Men & Magic
At the end of the very first paragraph in the Forward to Men & Magic, Mr. Gygax’s enthusiasm is evident with this sentence:
"Its possibilities go far beyond any previous offerings anywhere!"A boastful assertion, perhaps? Far beyond any, anywhere? These are the strongest words possible, and ones I believe were carefully considered and chosen by Mr. Gygax. I am certain that no one can dispute these claims, not in 1974, nor in 2008.

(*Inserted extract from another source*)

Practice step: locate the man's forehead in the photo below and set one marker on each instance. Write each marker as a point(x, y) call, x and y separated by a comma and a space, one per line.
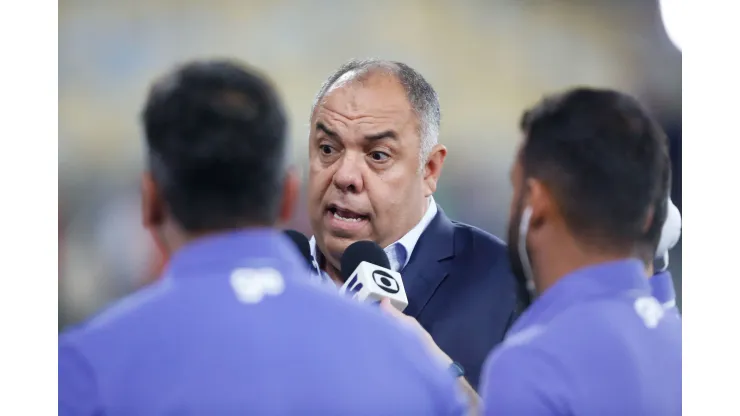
point(376, 94)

"While it is possible to play a single game, unrelated to any other game events past or future, it is the campaign for which these rules are designed."In my opinion, what Mr. Gygax is saying here is that the rules for fantasy conflict are explained, and that it is possible to use the game for determining the outcome of opposing sides in such a melee. When I first read this sentence, I assumed that it referred to one-offs or one-shot adventures, much like those one might enjoy at a convention. I now believe this statement references D&D’s CHAINMAIL roots. In other words, the mechanics of resolution are presented within, but the thrust of D&D is the ongoing game, the world in which such conflicts occur, the surroundings with which the player characters will interact, the obstacles to be overcome in order to gain experience and wealth, the methods of progression within the setting that reflect success, and how continued play influences the fantastic world within which the characters adventure, this then is the campaign.
"The campaign referee will have to have sufficient time to meet the demands of his players, he will have to devote a number of hours to laying out the maps of his “dungeons” and upper terrain before the affair begins."The term campaign is further defined here. It is not simply a wargame or table-top miniatures simulation. It is, in fact, what we now consider to be D&D. A predetermined setting, mapped out, and ready to be explored by the player characters. What is not specified is the magnitude of work or time required. Then a one-shot or convention game can be referred to as a campaign? Not quite. I don’t believe the concept of using D&D in such a way had even been considered when this Forward was written. This was Mr. Gygax making a clear distinction between D&D and other wargames. Battle simulation, ala CHAINMAIL, was only one possibility of D&D.
"The longevity of existing campaigns (notably “Blackmoor” in the Twin Cities and “Greyhawk” in Lake Geneva) and the demand for these rules from people outside these campaigns point towards a fantastic future."Indeed it did. But why? Anyone opening Men & Magic in 1974 would still not be clear on the points Mr. Gygax was making. Is it a wargame, or not? Indeed D&D was written for wargamers. The concept developed by Gygax and Arneson had not, at that time, carved out its own gaming niche. In 1974, it was a wargame, albeit one that was written with the campaign in mind. Within a few years, D&D had certainly created its own gaming genre.
"But those whose imaginations know no bounds will find that these rules are the answer to their prayers."I cannot argue with this assumption whatsoever. D&D has, for me, assuredly lived up to these expectations. The idea of a campaign, which is the concept of a referee detailing and mapping a fantasy world, and allowing players to explore it with their characters, has undoubtedly provided me with decades of enjoyment. It is a creative outlet which provided endless possibilities like no game before it. What made it reasonable to claim that “Its possibilities go far beyond any previous offerings anywhere!” was this very distinction. I thank Mr. Gygax and Mr. Arneson for publishing this innocent little wargame that changed the gaming world forever.